Yes, I want the mock to live physically next to the file and yes I do have dir: {{ .InterfaceDir }} set. Because I do want it to live in the same directory, I do not want an import for the source package of the interface (since it is the same), but mockery is adding it anyway.

Could it be, that the source of the problem is, that the signature of the interface, that is mocked, accepts a parameter, which is again an interface from the same package?

This is the config I have:

quiet: False
disable-version-string: True
with-expecter: True
style: moq
mockname: "{{.InterfaceName}}Mock"
packages:
  github.com/breml/pkg:
    config:
      dir: "{{.InterfaceDir}}"
      filename: "adapter_notification_mock_test.go"
      style: moq
      outpkg: "{{.PackageName}}"
      inpackage: True
    interfaces:
      NotificationAdapter:

With adapter_notification.go:

package pkg

import "context"

type NotificationAdapter interface {
	Notify(ctx context.Context, itemKey string, item Publication) error
}

and service_publisher.go:

package pkg

type Publication interface {
	ID() string
	Name() string
}

I get adapter_notification_mock_test.go starting as follows:

// Code generated by mockery; DO NOT EDIT.
// github.com/vektra/mockery

package pkg

import (
	"context"
	"sync"

	"github.com/breml/pkg"
)

// Ensure, that NotificationAdapterMock does implement NotificationAdapter.
// If this is not the case, regenerate this file with moq.
var _ NotificationAdapter = &NotificationAdapterMock{}

// NotificationAdapterMock is a mock implementation of NotificationAdapter.
//
//	func TestSomethingThatUsesNotificationAdapter(t *testing.T) {
//
//		// make and configure a mocked NotificationAdapter
//		mockedNotificationAdapter := &NotificationAdapterMock{
//			NotifyFunc: func(ctx context.Context, itemKey string, item pkg.Publication) error {
//				panic("mock out the Notify method")
//			},
//		}
//
//		// use mockedNotificationAdapter in code that requires NotificationAdapter
//		// and then make assertions.
//
//	}
type NotificationAdapterMock struct {
	// NotifyFunc mocks the Notify method.
	NotifyFunc func(ctx context.Context, itemKey string, item pkg.Publication) error

...

Both files (adapter_notification.go and adapter_notification_mock_test.go) live in the same folder, have the same package name but still mockery adds the import for "github.com/some/pkg".

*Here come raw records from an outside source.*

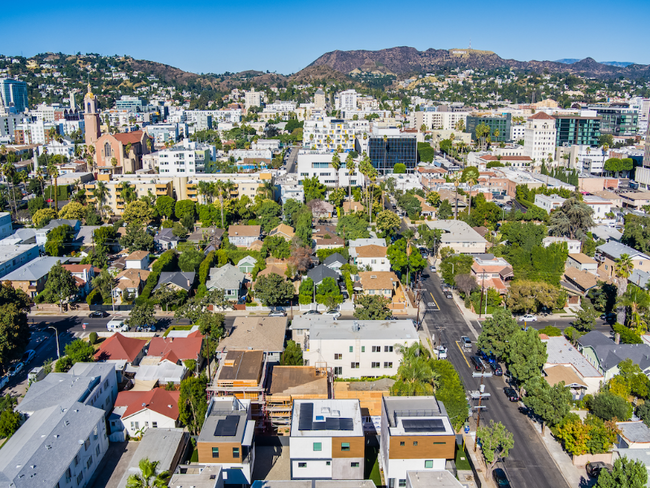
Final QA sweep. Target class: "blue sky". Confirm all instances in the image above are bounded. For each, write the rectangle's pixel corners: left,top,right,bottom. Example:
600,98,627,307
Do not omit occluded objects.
0,0,650,74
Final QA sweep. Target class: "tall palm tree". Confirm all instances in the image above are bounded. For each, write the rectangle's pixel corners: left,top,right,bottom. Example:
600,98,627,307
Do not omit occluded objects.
345,153,357,201
47,164,59,214
93,181,108,216
614,254,634,324
2,163,18,218
126,458,171,488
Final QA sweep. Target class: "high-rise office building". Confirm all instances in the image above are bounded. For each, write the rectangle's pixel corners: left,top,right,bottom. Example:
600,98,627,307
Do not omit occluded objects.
0,78,29,113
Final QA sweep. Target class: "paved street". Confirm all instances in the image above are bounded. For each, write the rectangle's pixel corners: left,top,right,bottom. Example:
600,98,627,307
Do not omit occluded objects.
423,274,568,488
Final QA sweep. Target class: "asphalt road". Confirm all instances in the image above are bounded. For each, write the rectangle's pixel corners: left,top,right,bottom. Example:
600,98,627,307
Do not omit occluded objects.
422,274,568,488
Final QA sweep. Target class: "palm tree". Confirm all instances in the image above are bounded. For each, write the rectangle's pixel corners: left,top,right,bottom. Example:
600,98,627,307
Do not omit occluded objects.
345,153,357,201
93,181,108,216
614,254,634,324
2,163,18,218
126,458,171,488
47,164,59,214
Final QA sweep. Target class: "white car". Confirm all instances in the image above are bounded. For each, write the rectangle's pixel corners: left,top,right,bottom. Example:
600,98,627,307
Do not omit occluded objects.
323,310,341,320
519,313,537,322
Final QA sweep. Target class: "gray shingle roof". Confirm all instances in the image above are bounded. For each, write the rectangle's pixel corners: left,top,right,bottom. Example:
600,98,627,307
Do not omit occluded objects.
153,271,196,291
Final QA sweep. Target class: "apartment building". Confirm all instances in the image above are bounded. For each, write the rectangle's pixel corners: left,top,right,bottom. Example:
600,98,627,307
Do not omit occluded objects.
290,315,418,378
289,400,365,480
196,396,255,486
524,112,556,163
379,396,456,488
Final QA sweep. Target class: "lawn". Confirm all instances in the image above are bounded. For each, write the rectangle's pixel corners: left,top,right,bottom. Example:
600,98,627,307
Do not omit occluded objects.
363,446,382,487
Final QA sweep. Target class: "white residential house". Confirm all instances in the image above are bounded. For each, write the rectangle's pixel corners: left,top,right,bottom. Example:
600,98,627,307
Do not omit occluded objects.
354,245,390,271
290,315,418,378
289,399,365,480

If I remove the item Publication from the Notify method in the NotificationAdapter interface, then the wrong import is no longer added.

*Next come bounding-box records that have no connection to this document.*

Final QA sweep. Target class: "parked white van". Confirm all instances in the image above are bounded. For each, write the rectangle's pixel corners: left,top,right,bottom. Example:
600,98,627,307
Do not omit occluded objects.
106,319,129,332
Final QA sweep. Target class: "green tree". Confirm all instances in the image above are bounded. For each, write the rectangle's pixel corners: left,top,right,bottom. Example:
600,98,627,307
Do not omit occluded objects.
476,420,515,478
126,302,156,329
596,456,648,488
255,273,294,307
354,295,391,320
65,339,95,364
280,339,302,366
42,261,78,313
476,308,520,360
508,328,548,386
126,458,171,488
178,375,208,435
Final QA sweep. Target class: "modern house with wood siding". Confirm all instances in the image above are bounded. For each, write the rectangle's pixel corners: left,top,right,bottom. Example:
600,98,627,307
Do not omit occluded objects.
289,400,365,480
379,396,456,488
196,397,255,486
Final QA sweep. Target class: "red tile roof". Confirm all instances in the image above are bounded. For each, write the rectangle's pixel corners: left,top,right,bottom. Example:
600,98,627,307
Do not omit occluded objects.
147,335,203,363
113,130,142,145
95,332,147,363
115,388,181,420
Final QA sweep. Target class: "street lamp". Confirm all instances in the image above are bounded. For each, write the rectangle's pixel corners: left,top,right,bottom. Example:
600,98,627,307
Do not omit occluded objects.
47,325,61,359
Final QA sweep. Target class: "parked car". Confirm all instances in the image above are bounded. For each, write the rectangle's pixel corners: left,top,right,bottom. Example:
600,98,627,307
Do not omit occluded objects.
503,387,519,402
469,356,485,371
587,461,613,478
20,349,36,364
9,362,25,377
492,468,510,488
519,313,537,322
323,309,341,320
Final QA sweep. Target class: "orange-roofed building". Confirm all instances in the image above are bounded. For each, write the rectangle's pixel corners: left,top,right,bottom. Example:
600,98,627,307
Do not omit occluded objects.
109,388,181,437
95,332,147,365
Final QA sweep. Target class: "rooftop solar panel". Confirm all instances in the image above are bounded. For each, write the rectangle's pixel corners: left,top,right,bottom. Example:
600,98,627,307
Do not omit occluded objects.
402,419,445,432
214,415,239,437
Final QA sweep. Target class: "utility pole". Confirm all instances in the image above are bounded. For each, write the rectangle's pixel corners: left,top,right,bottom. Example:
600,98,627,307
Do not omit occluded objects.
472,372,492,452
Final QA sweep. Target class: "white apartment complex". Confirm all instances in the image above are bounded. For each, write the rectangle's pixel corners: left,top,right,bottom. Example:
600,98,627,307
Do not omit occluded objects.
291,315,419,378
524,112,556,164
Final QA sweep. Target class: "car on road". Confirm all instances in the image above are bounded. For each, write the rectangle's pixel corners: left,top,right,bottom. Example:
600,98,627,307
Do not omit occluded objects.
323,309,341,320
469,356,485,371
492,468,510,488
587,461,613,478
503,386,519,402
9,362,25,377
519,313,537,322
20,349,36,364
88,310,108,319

breml avatar Feb 14 '24 22:02 breml

I see, that gives me more clarity. I'll need to dig into why that's happening.

Most of the logic being used to generate moq is mostly identical to the original repo so I'll need to figure out why it's different in this case.

LandonTClipp avatar Feb 14 '24 22:02 LandonTClipp

inpackage generation fixed in pkg/fixtures/inpackage/foo_test.go. Fixed a few other bugs as well.